Tous les experts notent que l'Arabie saoudite mène une politique étrangère et militaire plus audacieuse et plus affirmée depuis l'avènement en janvier 2015 du roi Salmane et la montée en puissance de son jeune fils Mohammed, propulsé vice-prince héritier et ministre de la Défense.

Le royaume a pris en mars la tête d'une coalition «arabo-sunnite» qui est partie combattre au Yémen des rebelles chiites, accusés de liens avec Téhéran, mais le conflit s'est enlisé et aucune issue n'est en vue.

Les Saoudiens «jouent avec le feu, c'est évident», estime François Heisbourg, conseiller à la Fondation pour la recherche stratégique (FRS) à Paris. Depuis le début du conflit au Yémen, ils sont «dans la même fuite en avant».

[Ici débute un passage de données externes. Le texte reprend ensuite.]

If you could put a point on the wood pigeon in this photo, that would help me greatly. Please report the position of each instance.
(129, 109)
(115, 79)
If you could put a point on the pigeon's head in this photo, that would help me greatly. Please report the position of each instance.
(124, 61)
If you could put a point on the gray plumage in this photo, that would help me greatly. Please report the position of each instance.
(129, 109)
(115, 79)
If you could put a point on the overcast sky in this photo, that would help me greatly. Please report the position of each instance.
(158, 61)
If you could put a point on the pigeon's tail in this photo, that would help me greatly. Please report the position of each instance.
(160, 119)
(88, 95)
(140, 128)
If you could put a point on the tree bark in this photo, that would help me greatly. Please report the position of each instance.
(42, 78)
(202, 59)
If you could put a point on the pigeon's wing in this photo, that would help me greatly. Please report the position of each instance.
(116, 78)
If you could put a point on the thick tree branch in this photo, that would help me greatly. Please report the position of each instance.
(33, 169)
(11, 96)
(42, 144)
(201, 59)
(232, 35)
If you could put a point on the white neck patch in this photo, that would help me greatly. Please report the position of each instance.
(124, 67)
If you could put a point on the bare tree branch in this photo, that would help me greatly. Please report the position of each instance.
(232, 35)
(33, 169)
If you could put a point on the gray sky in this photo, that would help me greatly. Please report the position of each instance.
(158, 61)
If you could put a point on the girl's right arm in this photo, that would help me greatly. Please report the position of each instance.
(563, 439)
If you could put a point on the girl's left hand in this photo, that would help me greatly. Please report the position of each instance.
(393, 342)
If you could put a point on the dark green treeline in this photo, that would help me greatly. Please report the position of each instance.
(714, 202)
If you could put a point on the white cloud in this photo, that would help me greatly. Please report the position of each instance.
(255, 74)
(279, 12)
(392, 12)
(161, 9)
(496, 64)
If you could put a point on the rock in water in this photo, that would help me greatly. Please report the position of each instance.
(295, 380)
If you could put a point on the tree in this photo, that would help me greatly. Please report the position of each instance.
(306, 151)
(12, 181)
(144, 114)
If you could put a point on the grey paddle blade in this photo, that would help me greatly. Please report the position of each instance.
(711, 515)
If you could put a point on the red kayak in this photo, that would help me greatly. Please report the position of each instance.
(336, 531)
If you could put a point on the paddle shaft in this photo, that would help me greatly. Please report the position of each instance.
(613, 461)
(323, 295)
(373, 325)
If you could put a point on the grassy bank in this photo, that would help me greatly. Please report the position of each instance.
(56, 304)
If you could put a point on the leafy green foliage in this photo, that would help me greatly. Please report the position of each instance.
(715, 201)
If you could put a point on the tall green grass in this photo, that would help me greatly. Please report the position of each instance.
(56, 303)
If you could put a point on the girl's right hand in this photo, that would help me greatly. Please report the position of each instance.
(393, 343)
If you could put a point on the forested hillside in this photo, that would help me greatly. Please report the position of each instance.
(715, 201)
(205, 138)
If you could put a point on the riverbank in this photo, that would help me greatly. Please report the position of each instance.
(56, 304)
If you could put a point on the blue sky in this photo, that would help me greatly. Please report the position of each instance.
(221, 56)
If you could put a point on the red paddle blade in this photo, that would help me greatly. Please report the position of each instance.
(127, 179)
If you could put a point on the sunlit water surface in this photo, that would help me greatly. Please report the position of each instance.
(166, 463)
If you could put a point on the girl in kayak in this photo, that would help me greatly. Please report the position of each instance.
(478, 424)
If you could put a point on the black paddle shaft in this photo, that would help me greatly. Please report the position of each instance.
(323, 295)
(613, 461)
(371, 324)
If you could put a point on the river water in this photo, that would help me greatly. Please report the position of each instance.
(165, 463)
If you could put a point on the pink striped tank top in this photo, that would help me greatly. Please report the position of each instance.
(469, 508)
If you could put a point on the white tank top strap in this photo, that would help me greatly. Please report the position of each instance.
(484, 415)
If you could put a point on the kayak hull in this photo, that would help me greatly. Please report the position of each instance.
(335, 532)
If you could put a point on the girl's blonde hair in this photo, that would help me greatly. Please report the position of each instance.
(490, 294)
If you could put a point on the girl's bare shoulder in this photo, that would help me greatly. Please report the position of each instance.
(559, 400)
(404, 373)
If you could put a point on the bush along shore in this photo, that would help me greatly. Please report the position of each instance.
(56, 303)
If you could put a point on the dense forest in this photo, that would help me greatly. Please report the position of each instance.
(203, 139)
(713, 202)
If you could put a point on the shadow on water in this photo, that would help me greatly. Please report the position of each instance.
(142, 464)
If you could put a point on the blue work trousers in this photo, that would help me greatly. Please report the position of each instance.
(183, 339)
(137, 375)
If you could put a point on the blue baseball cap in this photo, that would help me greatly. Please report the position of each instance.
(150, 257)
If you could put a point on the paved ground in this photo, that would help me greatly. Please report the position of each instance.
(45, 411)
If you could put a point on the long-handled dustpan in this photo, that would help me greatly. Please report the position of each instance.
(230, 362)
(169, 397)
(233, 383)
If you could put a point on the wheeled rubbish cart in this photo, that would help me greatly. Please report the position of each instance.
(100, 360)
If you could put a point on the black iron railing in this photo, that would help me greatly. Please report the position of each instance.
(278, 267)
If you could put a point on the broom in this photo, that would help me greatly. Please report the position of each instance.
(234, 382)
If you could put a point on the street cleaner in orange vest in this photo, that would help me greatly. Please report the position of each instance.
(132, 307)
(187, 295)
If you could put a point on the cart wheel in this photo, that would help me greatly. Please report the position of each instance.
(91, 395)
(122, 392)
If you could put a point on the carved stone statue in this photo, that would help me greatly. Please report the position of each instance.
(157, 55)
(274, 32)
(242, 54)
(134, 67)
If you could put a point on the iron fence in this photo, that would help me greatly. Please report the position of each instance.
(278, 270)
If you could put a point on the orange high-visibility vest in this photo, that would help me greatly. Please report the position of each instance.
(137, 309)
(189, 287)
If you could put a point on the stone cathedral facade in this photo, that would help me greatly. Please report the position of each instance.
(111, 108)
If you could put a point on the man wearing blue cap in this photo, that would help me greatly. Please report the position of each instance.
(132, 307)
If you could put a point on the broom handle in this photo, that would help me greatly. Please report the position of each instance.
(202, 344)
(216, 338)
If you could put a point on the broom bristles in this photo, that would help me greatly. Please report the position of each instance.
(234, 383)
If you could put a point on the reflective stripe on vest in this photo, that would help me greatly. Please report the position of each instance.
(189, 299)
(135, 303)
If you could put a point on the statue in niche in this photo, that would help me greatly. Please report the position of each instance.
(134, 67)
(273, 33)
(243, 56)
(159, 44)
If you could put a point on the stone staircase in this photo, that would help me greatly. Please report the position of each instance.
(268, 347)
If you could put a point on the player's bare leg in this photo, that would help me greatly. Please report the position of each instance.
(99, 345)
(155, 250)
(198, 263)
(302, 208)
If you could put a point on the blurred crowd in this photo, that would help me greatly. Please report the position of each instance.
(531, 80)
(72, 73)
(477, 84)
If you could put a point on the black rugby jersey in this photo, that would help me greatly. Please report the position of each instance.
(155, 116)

«S'ils jugent que la confrontation avec l'Iran est inévitable, autant la provoquer au moment où les Américains sont encore là et où l'Iran est encore dans une situation économique et militaire relativement peu flambante», relève-t-il.

«L'Iran avait parié dans le passé sur une politique étrangère et intérieure saoudienne hésitante. Mais, au cours de l'année écoulée, la donne a complètement changé et Ryad a adopté une position plutôt provocatrice à l'égard de Téhéran», explique Mahjoob al-Zweiri, professeur d'études moyen-orientales à l'Université du Qatar.

Selon toujours M. Zweiri, la tension provoquée par l'exécution de samedi «pourrait pousser Téhéran à davantage de coordination avec Moscou pour compliquer encore plus la situation en Syrie».

Le Moyen-Orient reste secoué par des luttes d'influence entre Saoudiens et Iraniens, Perses et Arabes, sunnites et chiites dont les enjeux sont plus importants aux yeux de Ryad et Téhéran que la lutte contre Daech.